Possibly. Basically you'd have to carry sufficient "fuel" to brake from constant velocity, so either a slower coast or a far bigger probe. I'm unable to crunch the numbers atm but back-of-the-envelope suggests many times larger.

Originally Posted by jhunter1163 View Post
I've wondered this myself... what would we do if we spotted something coming in, maybe a kilometer across, and spectroscopically determined that it was metallic. Not many natural metallic objects way out there... we'd have to consider the possibility that it was artificial. Biggest news of the millennium, right there.
That's tending towards an OCP, I expect it'd shake money loose and not just for NASA.

Originally Posted by Foster Zygote View Post
What if it's pure neutronium?
A 1km3 sphere of neutron degenerate matter would mass ~2.1E26kg, more than thirty five times as much as the Earth or about one-ninth as much as Jupiter; it's gravitational pull would be noticed quickly.

Originally Posted by CynicalSkeptic View Post
Nice:

J002E3WP

eta: Cool animated gif:

https://upload.wikimedia.org/wikiped...2e3f_orbit.gif

L1 is a Lagrange point?
Yep L1 is the Lagrange point between the primary and secondary masses, i.e. between the Earth and Luna in this case.

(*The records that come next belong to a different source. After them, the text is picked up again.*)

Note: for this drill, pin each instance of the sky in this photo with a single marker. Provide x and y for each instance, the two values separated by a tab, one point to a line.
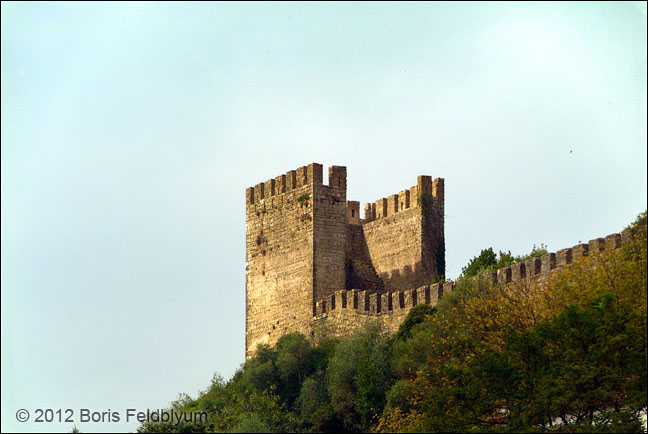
130	132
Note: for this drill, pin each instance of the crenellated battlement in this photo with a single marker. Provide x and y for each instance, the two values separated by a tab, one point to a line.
392	306
415	196
367	302
303	176
305	243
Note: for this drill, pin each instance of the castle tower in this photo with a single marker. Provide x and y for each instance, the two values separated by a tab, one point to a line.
304	242
295	242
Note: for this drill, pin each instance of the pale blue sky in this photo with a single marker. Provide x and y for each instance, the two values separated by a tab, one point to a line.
130	131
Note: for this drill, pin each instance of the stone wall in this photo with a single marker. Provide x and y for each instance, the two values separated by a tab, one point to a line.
304	242
279	256
345	310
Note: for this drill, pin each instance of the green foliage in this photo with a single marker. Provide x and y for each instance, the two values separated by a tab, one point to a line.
358	375
489	260
566	355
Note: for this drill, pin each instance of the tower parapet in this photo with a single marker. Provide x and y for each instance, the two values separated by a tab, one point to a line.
305	242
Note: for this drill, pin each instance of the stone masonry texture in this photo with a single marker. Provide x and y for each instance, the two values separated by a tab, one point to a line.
312	262
305	243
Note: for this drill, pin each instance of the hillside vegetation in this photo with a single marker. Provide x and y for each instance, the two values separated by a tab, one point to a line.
566	355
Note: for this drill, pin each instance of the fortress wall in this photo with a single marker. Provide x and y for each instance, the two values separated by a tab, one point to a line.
360	272
404	235
329	240
347	309
279	256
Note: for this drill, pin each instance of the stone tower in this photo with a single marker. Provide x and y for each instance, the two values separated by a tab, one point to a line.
304	241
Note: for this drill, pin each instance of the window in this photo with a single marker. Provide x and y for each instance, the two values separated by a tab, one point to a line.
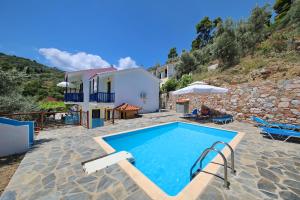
96	113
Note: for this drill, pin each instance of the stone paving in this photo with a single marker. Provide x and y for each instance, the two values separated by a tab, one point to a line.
266	169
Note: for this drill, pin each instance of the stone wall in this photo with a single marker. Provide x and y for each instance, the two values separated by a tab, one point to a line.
276	101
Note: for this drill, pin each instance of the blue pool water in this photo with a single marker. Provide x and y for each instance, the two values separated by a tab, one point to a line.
166	153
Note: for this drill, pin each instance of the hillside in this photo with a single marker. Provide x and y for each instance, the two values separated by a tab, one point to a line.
255	68
25	82
251	50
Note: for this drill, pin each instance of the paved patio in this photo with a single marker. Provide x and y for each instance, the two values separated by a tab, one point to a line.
52	169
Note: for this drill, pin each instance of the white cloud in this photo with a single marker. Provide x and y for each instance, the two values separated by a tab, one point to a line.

Originally Posted by CapelDodger View Post
That'd cause a stir on the collector's market. Worth a short story ...
Hopefully it'll become part of a space station at some point.

Originally Posted by davefoc View Post
Do RTG's put out the same amount of energy continuously or can they be throttled back so that the RTG is only getting used up when energy is required?
RTGs rely on radioactive decay, so technically the heat produced is always slowly decreasing. There's no way to alter this bar manipulating the nuclear force in some manner we cannot currently achieve.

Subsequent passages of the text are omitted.